Insomma, il «vaffa-clima» ha reso euforico Berlusconi, e non perché il comico abbia spostato consensi dall’Unione al Polo, ma perché — come dice il capo del Pri Nucara — «con le sue sparate ha alimentato l’astensionismo nel centrosinistra». I dati sono impressionanti: oggi il partito del non voto è al 33,2%, ed è in aumento.
De Mita non ha letto i sondaggi, non ne ha bisogno per capire che «siamo arrivati al momento decisivo. Ma non solo per Prodi e il suo governo, che sono in effetti al capolinea. Il redde rationem sta arrivando per tutti. Il clima è quello del ’92, e spero non si ripeta l’errore di allora, quando ci fu chi ritenne che bastava dare in pasto Craxi per salvarsi. No, oggi come allora non si salverebbe nessuno». Nell’Unione la crisi è data per scontata, «bisogna capire se avviene in ottobre o a gennaio », sussurra un dirigente dell’Ulivo: «Nel primo caso si va a un governo tecnico. Nel secondo al voto».

Ma qual è la soluzione auspicata da Veltroni? De Mita racconta che «il progetto di Walter passa per un cambio di assetto. Solo che gli manca l’innesco per accendere la miccia ». In modo più prosaico ne parlavano ieri alla Camera il sottosegretario verde Cento e il forzista Bruno. Cento: «Vedrai che dopo il 14 ottobre Veltroni porrà una questione a Prodi: pochi ministri, un paio di riforme e poi al voto». Bruno: «Quando? ». «Nel 2009». «Vabbè, se dobbiamo andare alle urne fra due anni, ci troviamo un altro interlocutore, chessò Marini. E Veltroni aspetta fuori dalla porta». «Se andrà a votare tanta gente, sarai lui il vostro interlocutore ». «Ma il Pd quanto varrà? Perderà sul territorio pezzi dei Ds e dei Dl, quelli incazzati perché sono rimasti esclusi». «Non sarà così». «E comunque, Berlusconi è convinto di votare nel 2008».

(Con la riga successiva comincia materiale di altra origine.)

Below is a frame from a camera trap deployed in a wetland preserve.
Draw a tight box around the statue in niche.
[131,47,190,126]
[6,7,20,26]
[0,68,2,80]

Talmente convinto che ha avviato la macchina organizzativa. E come in tutte le altre sue campagne elettorali è pronto a rilanciare il tema «dell’anticomunismo». Non a caso tra le iniziative ha previsto una «festa» per il 9 novembre, anniversario della caduta del Muro di Berlino, da celebrare in tutti i capoluoghi di regione, che saranno collegati fra loro con un sistema video. Berlusconi ha illustrato il progetto ai responsabili di partito la scorsa settimana: «Da Milano a Palermo, bisogna far capire chi siamo noi e chi sono loro. Per esempio, tutti questi sindaci che se la prendono con i lavavetri e parlano di tolleranza zero, cercano di copiarci. La gente deve sapere che sono dei post comunisti ». Basterà questa strategia per battere Veltroni?